Division of Vaccine Discovery, La Jolla Institute for Immunology, La Jolla, California 92037, USA.

Fiocruz Ceará, Fundação Oswaldo Cruz, Rua São José s/n, Precabura, Eusébio/CE, Brazil.

出版信息

Brief Bioinform. 2022 Jul 18;23(4). doi: 10.1093/bib/bbac259.

DOI:10.1093/bib/bbac259
PMID:35794711
原文链接:https://pmc.ncbi.nlm.nih.gov/articles/PMC9618166/
Abstract

In 2014, the Immune Epitope Database automated benchmark was created to compare the performance of the MHC class I binding predictors.
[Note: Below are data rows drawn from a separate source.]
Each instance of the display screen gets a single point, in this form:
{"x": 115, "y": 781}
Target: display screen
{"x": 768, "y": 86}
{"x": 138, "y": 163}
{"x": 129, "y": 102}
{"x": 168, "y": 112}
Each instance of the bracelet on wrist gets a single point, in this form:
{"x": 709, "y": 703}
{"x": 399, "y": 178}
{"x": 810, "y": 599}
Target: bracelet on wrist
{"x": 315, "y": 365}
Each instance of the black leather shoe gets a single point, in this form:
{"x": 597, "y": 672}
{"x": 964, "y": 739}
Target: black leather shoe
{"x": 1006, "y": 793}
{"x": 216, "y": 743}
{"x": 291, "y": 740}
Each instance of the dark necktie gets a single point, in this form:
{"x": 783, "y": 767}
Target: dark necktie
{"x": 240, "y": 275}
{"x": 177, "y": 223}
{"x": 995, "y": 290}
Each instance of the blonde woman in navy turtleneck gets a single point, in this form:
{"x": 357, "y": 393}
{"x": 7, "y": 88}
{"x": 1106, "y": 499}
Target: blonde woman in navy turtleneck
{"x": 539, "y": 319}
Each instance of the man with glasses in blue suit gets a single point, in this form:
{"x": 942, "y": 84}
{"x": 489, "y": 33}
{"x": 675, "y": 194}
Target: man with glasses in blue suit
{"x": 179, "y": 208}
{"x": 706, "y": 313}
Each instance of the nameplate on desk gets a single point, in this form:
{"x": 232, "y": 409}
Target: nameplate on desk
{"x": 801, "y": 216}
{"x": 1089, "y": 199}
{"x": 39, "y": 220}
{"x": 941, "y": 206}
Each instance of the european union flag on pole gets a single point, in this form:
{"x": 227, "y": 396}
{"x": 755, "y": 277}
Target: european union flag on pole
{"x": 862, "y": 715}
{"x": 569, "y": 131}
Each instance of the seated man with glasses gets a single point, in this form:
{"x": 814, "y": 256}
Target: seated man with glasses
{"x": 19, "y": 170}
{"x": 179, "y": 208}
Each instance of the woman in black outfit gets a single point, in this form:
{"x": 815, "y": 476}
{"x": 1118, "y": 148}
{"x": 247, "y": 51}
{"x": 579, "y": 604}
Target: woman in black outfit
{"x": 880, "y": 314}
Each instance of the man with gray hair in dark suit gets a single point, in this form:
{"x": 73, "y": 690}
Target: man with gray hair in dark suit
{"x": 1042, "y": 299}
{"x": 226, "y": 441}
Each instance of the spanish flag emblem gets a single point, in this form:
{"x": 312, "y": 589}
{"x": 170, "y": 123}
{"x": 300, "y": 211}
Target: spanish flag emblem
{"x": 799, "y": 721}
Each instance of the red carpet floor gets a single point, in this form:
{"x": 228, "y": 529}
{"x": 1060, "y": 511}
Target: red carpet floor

However, this is not a straightforward process due to the different and non-standardized outputs of the methods. Additionally, some methods are more restrictive regarding the HLA alleles and epitope sizes for which they predict binding affinities, while others are more comprehensive. To address how these problems impacted the ranking of the predictors, we developed an approach to assess the reliability of different metrics. We found that using percentile-ranked results improved the stability of the ranks and allowed the predictors to be reliably ranked despite not being evaluated on the same data. We also found that given the rate new data are incorporated into the benchmark, a new method must wait for at least 4 years to be ranked against the pre-existing methods. The best-performing tools with statistically indistinguishable scores in this benchmark were NetMHCcons, NetMHCpan4.0, ANN3.4, NetMHCpan3.0 and NetMHCpan2.8. The results of this study will be used to improve the evaluation and display of benchmark performance. We highly encourage anyone working on MHC binding predictions to participate in this benchmark to get an unbiased evaluation of their predictors.

摘要

2014 年,创建了免疫表位数据库自动化基准测试,以比较 MHC Ⅰ类结合预测器的性能。然而,由于方法的不同和非标准化输出,这并非易事。此外,一些方法对其预测结合亲和力的 HLA 等位基因和表位大小的限制较多,而另一些方法则更为全面。为了解决这些问题如何影响预测器的排名,我们开发了一种评估不同指标可靠性的方法。我们发现,使用百分位排名结果可以提高排名的稳定性,并允许即使不在相同数据上进行评估,也能可靠地对预测器进行排名。我们还发现,鉴于新数据纳入基准的速度,新方法必须等待至少 4 年才能与现有的方法进行排名。在该基准中表现最佳且得分统计学上无法区分的工具是 NetMHCcons、NetMHCpan4.0、ANN3.4、NetMHCpan3.0 和 NetMHCpan2.8。本研究的结果将用于改进基准性能的评估和展示。我们强烈鼓励从事 MHC 结合预测的任何人参与该基准测试,以对其预测器进行公正的评估。